Typefaces serve as a visual marketing tool and help to tell a compelling story. The font you choose ultimately plays a major role in conveying the message you want to send to create your brand feeling, remembering that things seem easier to do when they're easier to read.

First Direct, Brand Guidelines




Spatial design and the user experience

Be it physical or virtual, we are all trying to create a consistent and seamless brand experience. Easier said than done. These days e-commerce can mean a product no longer sets a time or geographical limit.

The brand space becomes a point to get to know a brand better and to have a product experience that goes beyond the purchase. Flagship stores give legitimacy to a brand allowing authenticity and loyalty to be built through the physical experience. The good ones, such as Apple stores, are beautifully curated through physical space and a culture of helpful staff.

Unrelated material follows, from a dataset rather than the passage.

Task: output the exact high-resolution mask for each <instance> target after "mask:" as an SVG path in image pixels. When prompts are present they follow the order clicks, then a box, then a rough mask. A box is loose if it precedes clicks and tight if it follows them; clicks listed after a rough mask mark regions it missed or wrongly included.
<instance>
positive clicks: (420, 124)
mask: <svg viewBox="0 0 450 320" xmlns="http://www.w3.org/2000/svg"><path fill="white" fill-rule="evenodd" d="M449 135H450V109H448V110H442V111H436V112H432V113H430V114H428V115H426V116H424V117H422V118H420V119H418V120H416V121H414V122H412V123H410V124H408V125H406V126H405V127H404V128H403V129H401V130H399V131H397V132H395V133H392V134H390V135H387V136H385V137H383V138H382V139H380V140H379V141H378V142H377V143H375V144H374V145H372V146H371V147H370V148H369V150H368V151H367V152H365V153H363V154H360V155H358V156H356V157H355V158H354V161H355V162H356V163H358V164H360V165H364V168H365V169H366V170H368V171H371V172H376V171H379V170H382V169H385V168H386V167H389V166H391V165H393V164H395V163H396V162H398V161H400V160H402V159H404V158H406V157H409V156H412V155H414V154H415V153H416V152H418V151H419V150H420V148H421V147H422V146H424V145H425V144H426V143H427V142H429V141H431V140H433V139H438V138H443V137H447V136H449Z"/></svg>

Alas the budget, Galleria Vittorio Emanuele II, Milan


When you set out to create ‘brand feelings’

A long-winded explanation of the benefits of products and services these days seems to be never-ending. While an explanation is of course essential, it should come secondary to the emotion and expression of a brand or product.

Think Small, VW 1959



The best way to get people to remember and believe your story is to get them to smile, to get them to leave their reality behind for a moment and join yours.


We all need a little escape in our lives. Being whimsical now and then can be healthy and fun. Adding some light-hearted escape for yourself and those who support you will go a long way towards helping them to keep believing in your product. Every day people make hundreds of decisions based on feelings, not logic.


The design challenge is to make me, the customer, feel good about you, the brand.